With the ACA in its back pocket, CMS began aggressively pursuing overpayments to healthcare providers. At first, the ACA allowed for a 10-year, look-back period on Medicare credit balance reporting. After much outcry from providers, that time frame was mercifully shortened to six years in a CMS final rule.

Still, there remained disagreement about the ACA’s requirement to return identified overpayments. The issue went before the U.S. District Court for the Southern District of New York in Kane v. Healthfirst, Inc., et al., in which the court considered the reverse false claims clause of the False Claims Act and its implications for providers that knowingly conceal or improperly avoid or decrease an obligation to a governmental entity. The Kane v. Healthfirst opinion relates to how you would interpret the identification of overpayments as referenced in the ACA’s 60-day overpayment rule. That rule says that any provider that knowingly fails to report and return an identified overpayment within 60 days is in violation of the False Claims Act and may be subject to a penalty for each claim. The ruling provided clarity by suggesting that a provider is responsible for returning overpayments to Medicare once it has reasonable knowledge of the existence of the overpayment.

Unfortunately for providers, it is not only Medicare credit balances that pose significant risk to healthcare organizations. Patient and commercial insurance credit balances can be extremely risky as well, even with provider compliance programs in place. All 50 states as well as several U.S. territories have unclaimed property reporting requirements that include credit balance accounts and outstanding refunds.

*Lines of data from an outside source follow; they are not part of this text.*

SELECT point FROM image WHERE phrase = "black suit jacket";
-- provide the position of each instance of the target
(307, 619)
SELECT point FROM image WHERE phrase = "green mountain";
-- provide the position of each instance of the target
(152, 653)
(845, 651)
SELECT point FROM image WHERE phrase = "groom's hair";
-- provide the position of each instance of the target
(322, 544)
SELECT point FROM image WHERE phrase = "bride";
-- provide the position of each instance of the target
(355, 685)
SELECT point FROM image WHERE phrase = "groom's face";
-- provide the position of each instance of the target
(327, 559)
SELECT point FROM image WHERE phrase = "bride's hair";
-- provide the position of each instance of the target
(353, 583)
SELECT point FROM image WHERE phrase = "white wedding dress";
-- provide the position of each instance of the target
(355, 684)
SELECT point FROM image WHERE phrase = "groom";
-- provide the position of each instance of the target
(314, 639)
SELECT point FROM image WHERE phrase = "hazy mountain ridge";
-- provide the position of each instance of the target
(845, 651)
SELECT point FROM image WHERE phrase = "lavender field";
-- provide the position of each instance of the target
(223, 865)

Many healthcare providers have a process to identify and report unclaimed property to the state. Unfortunately, many providers have a process of examining only outstanding payroll and accounts payable remittances, but overlook patient refunds and active credit balances in the patient accounting system.

Making it even more of a headache is the fact that many providers report unclaimed property only to the state in which the provider operates, failing to note the state of the last known address for the unclaimed property owner, such as the patient or payor. If this address is unknown, unclaimed property reporting requirements necessitate that  the credit balance be turned over to the reporting entity’s state of incorporation, rather than its state of operation. These details are critical because unclaimed property reporting requirements do vary by state.

Variances in state requirements include dormancy periods, due diligence requirements, report dates and statutory exemptions. For example, the dormancy period for credit balances and credit refunds ranges from three to five years, depending on the state. Most states begin calculating the aging period from the overpayment date or the refund-request date. Other states age the unclaimed property from the date of service or date of discharge. However, unless the patient prepaid for more services than were received, the credit balance should never date back to the discharge day.

So what to do?

Have a plan and execute it. Healthcare provider managers should consult with the provider’s tax and/or finance department to determine the appropriate course of action if there are significant, aged credit balances on the books. Inaction will only be more costly down the road.